De hecho, si Sánchez tenía un plan, lo dejó escrito y firmado junto con Iglesias en octubre de 2018. Acordaron un programa político, no unos presupuestos, que comenzaba así: «Después de 7 años de recortes y asfixia de los Gobiernos de Partido Popular, nuestro país ha retrocedido en igualdad de oportunidades, en cohesión social, en libertades y derechos, en calidad democrática y en convivencia (…) La mayoría de las y los ciudadanos de este país se han empobrecido mientras se privilegiaba a una minoría, con medidas que iban destinadas a erosionar el Estado del Bienestar». Era el Pacto de Tinell revisitado, con los supremacistas como colaboradores necesarios. Ciudadanos siempre ejerció de corta fuegos; constituía un estorbo porque neutralizaba el cordón sanitario. Sin Ciudadanos, el PP está a la intemperie, al albur de la apisonadora.

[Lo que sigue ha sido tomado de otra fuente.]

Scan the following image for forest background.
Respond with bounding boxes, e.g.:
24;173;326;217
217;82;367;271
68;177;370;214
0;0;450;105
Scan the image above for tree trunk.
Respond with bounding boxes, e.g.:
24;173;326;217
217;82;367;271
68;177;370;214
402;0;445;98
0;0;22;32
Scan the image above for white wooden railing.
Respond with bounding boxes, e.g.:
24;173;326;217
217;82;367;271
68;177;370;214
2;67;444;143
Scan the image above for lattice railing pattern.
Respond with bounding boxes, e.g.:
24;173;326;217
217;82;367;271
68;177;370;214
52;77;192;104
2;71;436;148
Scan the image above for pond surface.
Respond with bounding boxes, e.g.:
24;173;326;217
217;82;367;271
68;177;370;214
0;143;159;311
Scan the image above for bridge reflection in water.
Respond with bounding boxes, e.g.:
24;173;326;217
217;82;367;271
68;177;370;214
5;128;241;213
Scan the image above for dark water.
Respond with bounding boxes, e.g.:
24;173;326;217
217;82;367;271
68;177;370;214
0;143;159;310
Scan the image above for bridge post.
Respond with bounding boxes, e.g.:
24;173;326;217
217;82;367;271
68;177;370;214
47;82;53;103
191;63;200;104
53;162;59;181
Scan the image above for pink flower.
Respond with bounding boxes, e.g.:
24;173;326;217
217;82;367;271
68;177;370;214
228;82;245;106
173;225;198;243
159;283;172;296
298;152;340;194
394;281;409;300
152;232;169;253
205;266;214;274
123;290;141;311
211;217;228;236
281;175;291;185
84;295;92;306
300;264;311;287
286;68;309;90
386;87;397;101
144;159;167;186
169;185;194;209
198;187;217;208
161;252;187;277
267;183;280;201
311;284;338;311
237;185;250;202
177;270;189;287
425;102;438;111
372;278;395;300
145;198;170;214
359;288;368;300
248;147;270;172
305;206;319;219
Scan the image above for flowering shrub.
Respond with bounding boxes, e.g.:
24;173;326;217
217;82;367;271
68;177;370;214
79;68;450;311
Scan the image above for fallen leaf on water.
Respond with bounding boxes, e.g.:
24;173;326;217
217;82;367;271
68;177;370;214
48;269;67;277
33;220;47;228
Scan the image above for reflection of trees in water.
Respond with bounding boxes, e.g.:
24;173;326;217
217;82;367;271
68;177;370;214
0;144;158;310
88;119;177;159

Dadas las circunstancias en las que Rivera concurrió a las elecciones, su error no fue vetar a Sánchez en abril –obtuvo los mejores resultados para su formación– sino no incorporarse a España Suma para el 10-N. La corriente de pensamiento dominante insiste machaconamente en lo primero, pero Rivera se da el batacazo sin lo segundo y tras recular.

No obstante, puede que el abrazo entre lobos no obedezca a un plan, ni siquiera a una querencia sino simplemente a una pulsión, la de poder. El golpe de efecto es una huida hacia adelante en el camino de resistencia y perdición de Sánchez, que ha iniciado su declive. El golpe de efecto es una provocación que convierte la investidura en una puja. Sánchez cree que el pasado domingo los ciudadanos ejercimos nuestro derecho a Sánchez, y que la cuestión pendiente es sin quién. Si Casado y Arrimadas no pujan, el derecho de tanteo y turno corre a ERC y Bildu. Sánchez regresa a diciembre de 2015 –cuando planteó en el Comité Federal gobernar con Podemos y separatistas–, con la ventaja de que su partido hoy es un séquito lánguido y obsequioso que se mantiene como férrea estructura de poder.

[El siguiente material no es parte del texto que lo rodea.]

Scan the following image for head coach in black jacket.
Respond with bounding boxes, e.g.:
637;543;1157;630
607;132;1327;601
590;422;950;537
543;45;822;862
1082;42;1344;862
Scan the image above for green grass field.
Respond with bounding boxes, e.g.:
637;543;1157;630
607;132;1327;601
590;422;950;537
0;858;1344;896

El escaño que le cae al PP en Vizcaya es un inoportuno imprevisto que complica un poco las cosas. De todos modos, lo esencial no son las cuentas sino la atmósfera viciada y el deterioro moral: justo al cumplirse 40 años del secuestro del embajador Rupérez, su carceleroOtegi pone precio a la investidura de Sánchez. Torra (¡Torra!) se suma ufano a la almoneda a pie de barricada. Sánchez es Sánchez y su contrario, aborrece a Iglesias tanto como Iglesias lo desprecia; sabe que si cuaja la investidura, su Gobierno nace fiambre. Pero es tenaz, no se rinde, no se quiebra, no le importa.